Things looked good for bulls today before the open of the market, as Goldman Sachs put out a nice earnings report, core PPI was in-line with expectations, and oil was lower to start the trading day. This optimism led to a moderately higher open, from which traders quickly decided to start selling. The selling lasted for the first hour of trading. The market tried to bounce from there, but that bounce didn’t last for more than about an hour, and stocks fell to new lows going into the lunch hour. It took the Nasdaq a bit longer to break its intraday lows than the S&P and Dow, but it also did a little after 12:30. After hitting new lows at that point, the market tried bouncing weakly a little through the afternoon, but really couldn’t get going. Around 3:15, more sellers came in, sending the market to new lows for the day. They held in a range for the last half hour, but stocks still finished near those lows and with moderate losses across the board, although the losses in the small and medium caps were not as large as the Nasdaq and S&P. Volume may be a little heavier than yesterday but was still not very heavy.
Technically, I said yesterday that the Dow, S&P, and Russell 2000 were all right up against resistance levels, and those levels held strong today, pushing stocks lower. I would say that today’s highs need to be overcome on stronger volume for this “rally” (I prefer the term bounce) to continue. As a bear, the selling was nice to see today, but I can’t say it was intense and for this market to really roll over, it has to become more intense than this, with volume increasing as the selling occurs. With options expiration, I have no clue if the selling will build on itself or not – I am hopeful it will, but this market likes to throw us curve balls. I find it interesting that the VIX was down earlier in the session and closed up only a small amount – that shows there wasn’t much fear out there today.
Shorting FSLR proved to be a poor decision, at least in terms of the timing, as I was stopped out quickly this morning at $281.94 for a 2.3% loss. My mistake was not waiting for it to rally above the 50 day moving average – I should have known it wasn’t quite done, although volume remains pathetic and I still think this could be a good short. Congress voted against tax breaks for solar and wind companies so that could be a catalyst for selling in this group that was already looking rather weak except for CSIQ. It took every bit of discipline I could find to not short this stock again in the afternoon but I did indeed pass. IF it breaks lower through its 50 day moving average, I will look at shorting it again.
I also went against most of the advice I have been reading recently and did enter SKF(the inverse financials ETF) at $119.37. The opening gap down took it right to its 20 day moving average, and with a trendline right there as well, I though it was worth the risk. I may also be wrong here – maybe the financials really are putting in a bottom here. The action in this today, however, tells me that perhaps they have not. I’ll likely move my stop up to breakeven and see what happens from here, but the position looks good as of now. I also shorted CMO at $12.68 on what looks like, based on volume, a dead-cat bounce up to the 50 and 200 day moving averages. If it gets over these moving averages, I would cover, but I think the risk/reward ratio here is pretty good. I debated shorting BNI here, and it will probably work out, but I passed.

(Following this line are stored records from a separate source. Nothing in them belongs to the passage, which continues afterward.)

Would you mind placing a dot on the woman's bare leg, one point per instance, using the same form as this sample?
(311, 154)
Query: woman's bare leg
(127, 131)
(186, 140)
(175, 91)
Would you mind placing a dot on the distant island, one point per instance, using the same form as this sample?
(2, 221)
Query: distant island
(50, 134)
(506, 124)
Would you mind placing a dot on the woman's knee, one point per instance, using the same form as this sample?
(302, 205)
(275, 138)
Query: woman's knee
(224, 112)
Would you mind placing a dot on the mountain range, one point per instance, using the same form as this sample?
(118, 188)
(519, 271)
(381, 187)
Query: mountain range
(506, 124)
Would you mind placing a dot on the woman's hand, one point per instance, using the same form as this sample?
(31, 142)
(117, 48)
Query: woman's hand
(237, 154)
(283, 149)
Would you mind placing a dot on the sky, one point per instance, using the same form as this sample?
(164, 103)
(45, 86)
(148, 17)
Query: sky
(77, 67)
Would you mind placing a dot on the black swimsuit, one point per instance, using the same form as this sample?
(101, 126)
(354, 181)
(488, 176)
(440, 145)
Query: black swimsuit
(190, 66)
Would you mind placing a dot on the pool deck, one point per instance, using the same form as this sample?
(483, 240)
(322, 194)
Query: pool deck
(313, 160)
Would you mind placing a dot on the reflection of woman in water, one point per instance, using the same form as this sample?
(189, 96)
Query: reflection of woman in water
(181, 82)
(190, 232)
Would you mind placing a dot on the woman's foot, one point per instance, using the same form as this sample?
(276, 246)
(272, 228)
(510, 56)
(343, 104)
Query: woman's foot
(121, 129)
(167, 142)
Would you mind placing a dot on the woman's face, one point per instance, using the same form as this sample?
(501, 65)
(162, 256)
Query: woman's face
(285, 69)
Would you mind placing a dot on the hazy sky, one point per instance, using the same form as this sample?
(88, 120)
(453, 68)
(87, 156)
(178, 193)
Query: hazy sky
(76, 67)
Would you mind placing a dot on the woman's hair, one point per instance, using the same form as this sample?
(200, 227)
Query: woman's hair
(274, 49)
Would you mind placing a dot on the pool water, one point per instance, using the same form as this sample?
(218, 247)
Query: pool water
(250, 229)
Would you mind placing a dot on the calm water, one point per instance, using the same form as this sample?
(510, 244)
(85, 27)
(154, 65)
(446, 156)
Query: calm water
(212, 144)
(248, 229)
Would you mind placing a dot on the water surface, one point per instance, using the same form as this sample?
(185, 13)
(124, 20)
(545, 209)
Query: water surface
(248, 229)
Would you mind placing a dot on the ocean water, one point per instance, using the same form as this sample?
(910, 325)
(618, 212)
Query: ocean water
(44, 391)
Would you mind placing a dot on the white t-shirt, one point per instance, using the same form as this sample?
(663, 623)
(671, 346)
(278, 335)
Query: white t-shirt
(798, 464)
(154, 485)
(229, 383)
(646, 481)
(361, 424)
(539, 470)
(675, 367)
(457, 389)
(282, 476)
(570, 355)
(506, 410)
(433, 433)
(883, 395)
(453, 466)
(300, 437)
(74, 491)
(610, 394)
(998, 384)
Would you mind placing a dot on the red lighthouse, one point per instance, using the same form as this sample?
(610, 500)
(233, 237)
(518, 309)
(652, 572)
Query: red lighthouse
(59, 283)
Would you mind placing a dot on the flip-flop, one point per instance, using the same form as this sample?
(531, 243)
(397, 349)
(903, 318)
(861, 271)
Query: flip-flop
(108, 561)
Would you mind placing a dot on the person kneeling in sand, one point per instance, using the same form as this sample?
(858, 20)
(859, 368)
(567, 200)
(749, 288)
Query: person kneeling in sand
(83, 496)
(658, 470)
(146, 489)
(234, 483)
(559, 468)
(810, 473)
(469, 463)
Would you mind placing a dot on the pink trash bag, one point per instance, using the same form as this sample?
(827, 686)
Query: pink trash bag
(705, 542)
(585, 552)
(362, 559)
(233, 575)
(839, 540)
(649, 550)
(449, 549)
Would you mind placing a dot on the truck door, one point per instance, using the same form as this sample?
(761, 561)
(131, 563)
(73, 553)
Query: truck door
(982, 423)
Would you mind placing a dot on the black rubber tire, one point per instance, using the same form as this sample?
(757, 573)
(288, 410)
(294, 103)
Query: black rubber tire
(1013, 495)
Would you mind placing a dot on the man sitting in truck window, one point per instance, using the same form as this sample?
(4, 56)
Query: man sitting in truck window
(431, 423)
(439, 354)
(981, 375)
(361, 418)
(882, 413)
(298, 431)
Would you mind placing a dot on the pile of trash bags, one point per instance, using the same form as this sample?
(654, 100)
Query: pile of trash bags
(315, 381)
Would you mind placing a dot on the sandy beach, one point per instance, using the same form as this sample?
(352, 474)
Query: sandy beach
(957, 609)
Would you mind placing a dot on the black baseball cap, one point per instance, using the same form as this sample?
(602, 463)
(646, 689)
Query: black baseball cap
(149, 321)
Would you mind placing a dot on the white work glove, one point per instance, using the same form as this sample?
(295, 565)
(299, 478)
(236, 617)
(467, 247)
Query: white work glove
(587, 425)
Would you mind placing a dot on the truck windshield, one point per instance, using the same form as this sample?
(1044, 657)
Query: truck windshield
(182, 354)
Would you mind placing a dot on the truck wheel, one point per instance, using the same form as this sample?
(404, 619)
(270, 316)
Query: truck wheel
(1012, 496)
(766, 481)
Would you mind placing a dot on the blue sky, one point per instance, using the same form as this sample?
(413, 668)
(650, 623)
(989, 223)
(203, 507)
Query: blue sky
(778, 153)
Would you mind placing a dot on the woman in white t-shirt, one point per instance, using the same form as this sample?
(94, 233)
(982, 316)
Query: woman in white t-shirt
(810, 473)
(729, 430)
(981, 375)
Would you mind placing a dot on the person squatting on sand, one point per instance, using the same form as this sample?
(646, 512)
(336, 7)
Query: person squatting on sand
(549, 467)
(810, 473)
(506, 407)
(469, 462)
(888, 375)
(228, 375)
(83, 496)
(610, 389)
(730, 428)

The oil stocks I purchased yesterday and the others I posted this weekend continued to make nice moves today, even with crude being down for the day. This is where the momentum is right now in this market, and there is no reason to go long in any other sector than these commodity areas. I don’t know how long the momentum will last – JRCC looks quite parabolic to me – but I have said that before about other stocks in this sector and have been proven wrong each time, so I don’t plan on fighting the momentum right now.
The story remains the same from my perspective - the market started breaking down two Fridays ago (June 6), has put in a weak volume, oversold bounce, and with some resistance ahead, this would be a logical place for it to start heading lower again. Based on the action of individual stocks, I see no reason to change that thinking. Today was what I would call an average showing by the bears - I was hoping for more. They need to do better than this at some point this week if things are really going to decline. Otherwise, we'll likely just get more chop. I will get bullish if we somehow have a heavy-volume follow-through day this week, but I am not expecting one as of now. The best options remain cash, shorting these bounces, or running with these commodity stocks, most of which are too extended now. If my scans show me anything different, I'll be back later to talk about it. Best of luck.
By the way, I have no clue why Blogger is being stupid with these fonts all of a sudden. I usually type in Word and then cut and paste it into blogger. I've never had a problem, but now all my fonts are weird. I updated to Firefox 3.0 today - perhaps that has something to do with it. Maybe I need to just type strictly in Blogger. Any computer guys out there with any ideas?